Pope Francis did not only disappoint them from a doctrinal point of view, because in the end, the doctrine of the Church has not changed. Pope Francis disappointed them when he showed he didn’t care about any parties involved. The exile imposed on Enzo Bianchi, forced to leave the house he had founded without the possibility of an appeal, was an alarm bell, perhaps definitive. But it wasn’t the only one.
And so, the civil war in the Church has become a concrete reality. The motu proprio Traditions Custodes, which abolishes the liberalization desired by Benedict XVI of the Mass in the ancient rite, has put the debate within the Church back at the center. Two worldviews collide, as always happens when things are particularly important. One of these worldviews is undoubtedly a more secular and secularized vision, the other a more spiritual one. It is a titanic struggle, which can only be resolved with synthesis, certainly not with confrontation.
Incredible but true, John XXIII was looking for a synthesis. And so was Paul VI, who, during the drafting of Humanae Vitae, arrived at the final draft by listening to everyone, without exclusion, trying to incorporate everyone’s thoughts.
John Paul II wanted reconciliation, so much so that even the latae sententiae excommunication of four newly consecrated Lefebvrian bishops without the consent of Rome was only the last recourse, after countless unsuccessful attempts at dialogue.
The same was done with Liberation Theology, which was not condemned in toto but was recognized in some of its positive aspects. This is to give some examples.

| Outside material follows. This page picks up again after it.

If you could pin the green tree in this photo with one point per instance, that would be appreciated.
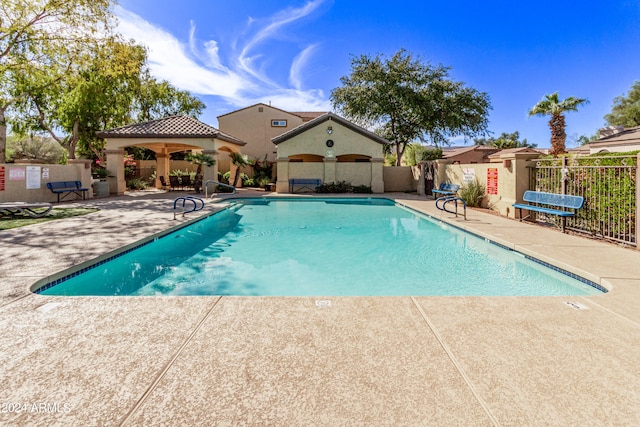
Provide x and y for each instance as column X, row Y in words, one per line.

Benedict XVI continued along this line. He had done it, for example, precisely on the theme of the Mass with the ancient rite. In practice, the oppositions were disarmed, granting what was lawful to grant, but asking for everything that had to be asked in terms of fidelity.
The approach of Pope Francis is different, on the other hand. For the Pope, it is a question of establishing rules that everyone must follow in the act of centralization that does not seem to align well with the synodality he has preached.
Pope Francis does not want to avoid conflicts or make them useless. On the contrary, he wants to win them. For this, he imposes his will at a certain point, with the means he can, in the way he knows. In this way, the Civil War in the Church has not only begun again but will hardly see an end.
But is this good for the Church? The Catholic Church has never been divided because there has always been plurality within it. However, sometimes there is a lack of that continuity with the Pope that makes Catholics feel pushed aside, marginalized, unable to understand.
The Civil War, in short, is destined to remain unless the Pope lays great bridges of reconciliation. Unless the Pope finally decides to change his approach.